At 7:10 p.m. the White House released a second video from Trump, this time condemning the violence and acknowledging a new administration would take office Jan. 20.
“Like all Americans, I am outraged by the violence, lawlessness and mayhem. I immediately deployed the National Guard and federal law enforcement to secure the building and expel the intruders,” the outgoing president said in the three-minute video.
Trump did not take part in a 7:20 p.m. call with Pence, Pelosi, Schumer, House GOP leader McCarthy and McConnell (R-Kentucky), who were briefed by Rosen, Donoghue and Miller.
“We briefed them all on this and told them that we cleared their chambers and they could go back in and restart their sessions,” Justice Department spokesman Marc Raimondi said in an email released through a records request.
Trump took or made several phone calls that evening, according to the Daily Diary. He spoke with Cipollone and communications director Dan Scavino; with conservative lawyers Kurt Olsen, Mark Martin and Cleta Mitchell, who had informally advised him on how to overturn the election, as well as his attorney Rudolph W. Giuliani; and with political strategist Stephen K. Bannon and campaign manager Jason Miller.
Trump’s last recorded action of the day was an 18-minute call beginning at 11:23 p.m. with John McEntee, director of the White House Presidential Personnel Office. Several Cabinet members and prominent staff members had resigned that day, including deputy national security advisor Matthew Pottinger, who is expected to testify at Thursday’s hearing.
Rep. Jimmy Panetta warned Thursday that last January’s events in Washington, and the investigation that continues to...
No major national security official has said under oath that they spoke with Trump on Jan. 6.
Miller, the Defense secretary, told Congress in May 2021 he had spoken with Trump twice in the days before Jan. 6, but hadn’t spoken with him the day of the riot. “I had all the authority I needed and knew what had to happen,” he said. Unnamed Pentagon officials told Vanity Fair on condition of anonymity that Miller had tried repeatedly to speak with Trump on the phone that day, but failed to reach him.
Rosen told the Jan. 6 committee in a deposition he did not speak with Trump between Jan. 3 and Jan. 19, but he had spoken with Meadows, Cipollone and national security advisor Robert O’Brien on Jan. 6.
“They were very much in the same posture we were: Let’s get as much help to the Capitol as fast as possible. So I think that there was at least the hope that somebody in the White House could talk to the president,” Rosen said.
Committee Vice Chair Liz Cheney (R-Wyoming) pressed the point during Rosen’s deposition, asking him: “How did you think about the fact that you had talked to everybody up to the vice president, but not the president?”
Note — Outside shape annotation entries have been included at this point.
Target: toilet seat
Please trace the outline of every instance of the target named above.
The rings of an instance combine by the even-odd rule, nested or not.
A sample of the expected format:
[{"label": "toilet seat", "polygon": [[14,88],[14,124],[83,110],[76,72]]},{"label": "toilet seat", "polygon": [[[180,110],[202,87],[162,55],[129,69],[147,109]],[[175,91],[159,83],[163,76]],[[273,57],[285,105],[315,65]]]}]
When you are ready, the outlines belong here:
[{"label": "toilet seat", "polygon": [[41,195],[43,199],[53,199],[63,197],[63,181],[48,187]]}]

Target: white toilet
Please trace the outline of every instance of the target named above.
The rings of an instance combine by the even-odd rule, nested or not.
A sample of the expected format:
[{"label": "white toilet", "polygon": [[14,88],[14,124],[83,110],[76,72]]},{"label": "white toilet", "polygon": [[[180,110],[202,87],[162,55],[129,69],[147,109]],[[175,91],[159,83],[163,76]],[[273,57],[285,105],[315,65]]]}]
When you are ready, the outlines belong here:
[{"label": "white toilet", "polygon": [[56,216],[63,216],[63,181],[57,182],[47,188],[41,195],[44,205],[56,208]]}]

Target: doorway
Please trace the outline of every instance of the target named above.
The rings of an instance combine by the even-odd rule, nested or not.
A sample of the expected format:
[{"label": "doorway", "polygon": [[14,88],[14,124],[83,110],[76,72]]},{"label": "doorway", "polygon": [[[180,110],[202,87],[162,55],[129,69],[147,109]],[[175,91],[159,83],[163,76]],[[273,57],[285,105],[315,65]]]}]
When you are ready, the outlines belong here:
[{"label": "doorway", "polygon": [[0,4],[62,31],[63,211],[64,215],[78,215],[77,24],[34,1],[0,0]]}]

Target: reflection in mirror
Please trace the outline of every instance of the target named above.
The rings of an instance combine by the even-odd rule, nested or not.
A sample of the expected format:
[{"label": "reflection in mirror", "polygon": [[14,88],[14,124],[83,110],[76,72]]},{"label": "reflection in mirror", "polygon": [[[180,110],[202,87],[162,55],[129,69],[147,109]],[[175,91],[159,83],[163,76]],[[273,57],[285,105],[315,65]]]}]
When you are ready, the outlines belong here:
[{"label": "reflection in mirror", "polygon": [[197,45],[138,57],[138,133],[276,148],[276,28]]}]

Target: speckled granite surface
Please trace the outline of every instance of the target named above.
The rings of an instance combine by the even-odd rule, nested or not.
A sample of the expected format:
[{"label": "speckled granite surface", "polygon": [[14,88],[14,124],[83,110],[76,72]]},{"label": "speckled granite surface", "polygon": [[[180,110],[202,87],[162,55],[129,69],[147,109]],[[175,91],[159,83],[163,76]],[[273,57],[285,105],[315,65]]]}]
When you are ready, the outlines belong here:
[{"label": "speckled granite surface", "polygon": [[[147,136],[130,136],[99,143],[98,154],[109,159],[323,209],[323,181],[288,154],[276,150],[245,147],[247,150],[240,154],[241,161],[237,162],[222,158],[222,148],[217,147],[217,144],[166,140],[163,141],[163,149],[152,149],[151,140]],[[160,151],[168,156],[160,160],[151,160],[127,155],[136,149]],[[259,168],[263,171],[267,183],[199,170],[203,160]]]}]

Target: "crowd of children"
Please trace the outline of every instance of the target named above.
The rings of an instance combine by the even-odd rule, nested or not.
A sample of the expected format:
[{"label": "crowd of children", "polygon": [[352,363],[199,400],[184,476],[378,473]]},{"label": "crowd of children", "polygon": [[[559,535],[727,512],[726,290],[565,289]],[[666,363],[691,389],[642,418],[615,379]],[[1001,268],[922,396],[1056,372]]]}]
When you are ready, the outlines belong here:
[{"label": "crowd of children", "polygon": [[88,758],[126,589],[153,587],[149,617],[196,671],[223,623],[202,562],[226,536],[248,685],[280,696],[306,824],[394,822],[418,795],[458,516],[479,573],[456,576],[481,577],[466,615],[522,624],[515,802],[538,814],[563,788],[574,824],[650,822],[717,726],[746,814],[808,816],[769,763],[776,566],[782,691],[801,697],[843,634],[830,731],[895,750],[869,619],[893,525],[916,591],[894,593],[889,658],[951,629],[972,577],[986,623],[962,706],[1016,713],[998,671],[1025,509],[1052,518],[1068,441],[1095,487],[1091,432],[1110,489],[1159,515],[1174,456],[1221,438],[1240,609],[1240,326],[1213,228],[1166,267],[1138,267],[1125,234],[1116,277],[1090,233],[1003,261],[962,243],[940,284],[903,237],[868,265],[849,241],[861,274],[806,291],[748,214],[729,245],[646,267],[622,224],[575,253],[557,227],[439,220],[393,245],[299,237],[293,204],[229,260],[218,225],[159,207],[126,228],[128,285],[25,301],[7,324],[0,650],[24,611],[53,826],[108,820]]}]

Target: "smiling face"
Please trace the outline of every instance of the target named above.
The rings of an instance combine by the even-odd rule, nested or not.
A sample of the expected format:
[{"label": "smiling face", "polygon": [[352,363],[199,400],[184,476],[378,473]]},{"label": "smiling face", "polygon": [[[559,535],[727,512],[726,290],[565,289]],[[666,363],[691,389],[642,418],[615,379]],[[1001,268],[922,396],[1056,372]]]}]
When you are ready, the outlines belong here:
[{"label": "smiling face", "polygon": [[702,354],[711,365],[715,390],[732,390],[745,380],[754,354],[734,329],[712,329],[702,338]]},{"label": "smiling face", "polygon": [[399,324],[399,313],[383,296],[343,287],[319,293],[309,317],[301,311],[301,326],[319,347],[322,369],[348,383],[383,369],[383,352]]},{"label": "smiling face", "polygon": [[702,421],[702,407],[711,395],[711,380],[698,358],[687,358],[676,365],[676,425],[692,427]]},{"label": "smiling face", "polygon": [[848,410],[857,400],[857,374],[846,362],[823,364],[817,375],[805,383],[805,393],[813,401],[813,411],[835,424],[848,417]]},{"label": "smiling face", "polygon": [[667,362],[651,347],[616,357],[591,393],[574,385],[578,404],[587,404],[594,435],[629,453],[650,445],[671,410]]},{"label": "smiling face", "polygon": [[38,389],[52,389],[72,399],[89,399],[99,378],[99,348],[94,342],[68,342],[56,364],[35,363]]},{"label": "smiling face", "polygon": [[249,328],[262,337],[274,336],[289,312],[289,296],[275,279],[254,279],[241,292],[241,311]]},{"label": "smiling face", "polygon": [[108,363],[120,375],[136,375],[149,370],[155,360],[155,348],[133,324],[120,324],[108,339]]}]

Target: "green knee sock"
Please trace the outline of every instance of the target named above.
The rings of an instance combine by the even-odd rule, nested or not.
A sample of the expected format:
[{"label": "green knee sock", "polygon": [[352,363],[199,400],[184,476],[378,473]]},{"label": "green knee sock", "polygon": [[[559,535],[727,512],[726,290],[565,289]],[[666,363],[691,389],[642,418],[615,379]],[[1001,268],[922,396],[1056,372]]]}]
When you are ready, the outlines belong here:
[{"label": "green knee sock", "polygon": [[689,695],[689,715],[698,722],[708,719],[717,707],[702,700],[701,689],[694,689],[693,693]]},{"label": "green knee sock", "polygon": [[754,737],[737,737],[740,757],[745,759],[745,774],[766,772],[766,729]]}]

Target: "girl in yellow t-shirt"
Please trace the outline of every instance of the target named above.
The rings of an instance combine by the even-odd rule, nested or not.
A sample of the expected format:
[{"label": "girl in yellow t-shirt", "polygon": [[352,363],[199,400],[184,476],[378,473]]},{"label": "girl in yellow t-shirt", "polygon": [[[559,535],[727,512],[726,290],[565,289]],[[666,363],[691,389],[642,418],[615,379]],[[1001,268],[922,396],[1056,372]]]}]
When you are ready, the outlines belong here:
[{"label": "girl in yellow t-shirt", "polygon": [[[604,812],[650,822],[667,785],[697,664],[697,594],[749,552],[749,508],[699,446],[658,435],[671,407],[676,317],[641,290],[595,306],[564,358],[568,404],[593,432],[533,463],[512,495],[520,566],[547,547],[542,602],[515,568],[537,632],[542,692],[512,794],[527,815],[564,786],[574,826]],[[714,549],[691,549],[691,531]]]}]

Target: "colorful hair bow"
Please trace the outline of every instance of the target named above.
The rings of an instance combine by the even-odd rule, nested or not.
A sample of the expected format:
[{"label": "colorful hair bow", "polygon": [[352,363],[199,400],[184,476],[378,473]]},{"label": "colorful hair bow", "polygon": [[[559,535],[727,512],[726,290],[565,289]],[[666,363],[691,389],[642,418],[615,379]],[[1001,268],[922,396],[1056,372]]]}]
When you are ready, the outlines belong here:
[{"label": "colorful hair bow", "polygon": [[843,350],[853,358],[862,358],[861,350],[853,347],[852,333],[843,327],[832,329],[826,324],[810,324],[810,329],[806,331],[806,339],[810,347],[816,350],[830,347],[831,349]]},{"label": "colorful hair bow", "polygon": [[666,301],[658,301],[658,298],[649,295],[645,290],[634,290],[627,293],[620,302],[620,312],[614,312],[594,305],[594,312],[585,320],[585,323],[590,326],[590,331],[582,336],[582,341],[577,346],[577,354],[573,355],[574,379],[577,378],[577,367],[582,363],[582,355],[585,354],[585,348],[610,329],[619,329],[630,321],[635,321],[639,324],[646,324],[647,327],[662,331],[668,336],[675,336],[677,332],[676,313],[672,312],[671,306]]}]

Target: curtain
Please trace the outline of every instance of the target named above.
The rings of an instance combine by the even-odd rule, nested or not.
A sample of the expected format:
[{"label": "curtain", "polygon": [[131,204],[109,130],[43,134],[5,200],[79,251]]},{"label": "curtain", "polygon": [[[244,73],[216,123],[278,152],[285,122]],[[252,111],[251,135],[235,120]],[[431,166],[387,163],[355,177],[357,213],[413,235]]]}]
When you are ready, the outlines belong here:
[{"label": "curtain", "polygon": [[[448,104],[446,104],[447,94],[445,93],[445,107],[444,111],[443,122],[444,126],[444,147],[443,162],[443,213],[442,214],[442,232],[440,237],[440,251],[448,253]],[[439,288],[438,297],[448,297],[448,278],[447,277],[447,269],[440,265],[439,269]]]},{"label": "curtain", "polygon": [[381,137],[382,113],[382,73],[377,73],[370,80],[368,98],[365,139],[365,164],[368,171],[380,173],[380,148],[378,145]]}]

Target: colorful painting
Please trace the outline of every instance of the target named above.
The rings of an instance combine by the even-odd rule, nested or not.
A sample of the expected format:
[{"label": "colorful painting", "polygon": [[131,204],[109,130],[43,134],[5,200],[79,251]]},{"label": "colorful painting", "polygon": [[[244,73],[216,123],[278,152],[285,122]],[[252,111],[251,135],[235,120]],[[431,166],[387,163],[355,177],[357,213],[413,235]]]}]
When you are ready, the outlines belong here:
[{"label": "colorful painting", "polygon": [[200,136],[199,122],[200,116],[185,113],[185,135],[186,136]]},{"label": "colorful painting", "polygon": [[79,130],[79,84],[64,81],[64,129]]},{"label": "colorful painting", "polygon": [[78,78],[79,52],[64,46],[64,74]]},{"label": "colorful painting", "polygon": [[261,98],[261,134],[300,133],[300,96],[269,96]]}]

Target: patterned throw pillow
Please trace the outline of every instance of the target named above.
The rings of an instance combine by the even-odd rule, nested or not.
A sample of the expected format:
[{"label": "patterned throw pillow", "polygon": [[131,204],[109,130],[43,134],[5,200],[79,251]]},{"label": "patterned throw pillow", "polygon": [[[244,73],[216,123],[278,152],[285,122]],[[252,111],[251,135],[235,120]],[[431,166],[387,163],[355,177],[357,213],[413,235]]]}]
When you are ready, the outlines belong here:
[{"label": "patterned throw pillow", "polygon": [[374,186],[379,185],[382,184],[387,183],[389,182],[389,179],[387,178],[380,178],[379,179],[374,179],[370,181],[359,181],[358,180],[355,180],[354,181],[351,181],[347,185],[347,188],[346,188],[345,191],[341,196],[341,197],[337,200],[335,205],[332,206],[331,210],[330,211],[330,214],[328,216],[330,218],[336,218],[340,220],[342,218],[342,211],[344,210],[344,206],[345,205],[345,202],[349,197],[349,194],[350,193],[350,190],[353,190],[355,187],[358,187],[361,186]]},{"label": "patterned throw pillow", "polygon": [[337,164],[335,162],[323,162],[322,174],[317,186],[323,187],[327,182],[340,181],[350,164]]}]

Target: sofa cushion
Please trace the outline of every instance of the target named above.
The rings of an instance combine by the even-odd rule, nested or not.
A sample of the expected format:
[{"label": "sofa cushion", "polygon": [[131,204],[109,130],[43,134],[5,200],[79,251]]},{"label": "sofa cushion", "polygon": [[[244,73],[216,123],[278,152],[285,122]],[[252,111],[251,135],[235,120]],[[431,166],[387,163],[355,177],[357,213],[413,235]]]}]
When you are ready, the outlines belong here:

Rosen stumbled as he tried to answer.
“I’m really not — not really even sure how to respond to that, because we got so focused during the day on what we have to do and what can we do and trying to be in a posture of being part of the solution, trying to be helpful,” Rosen said.
“Obviously, the situation was terrible, but once this breach of the Capitol occurred there was this tremendous urgency and just ongoing all day long,” he continued, “You know — what’s happening, what can we do, what else do we know and what do we hear from [the Homeland Security Department], what do we know — that it just gets caught up in the moment of, ‘Let’s do our job,’ you know — ‘We’ll do our job. And let’s hope everybody is doing what they’re supposed to do.’ And that’s how I remember it.”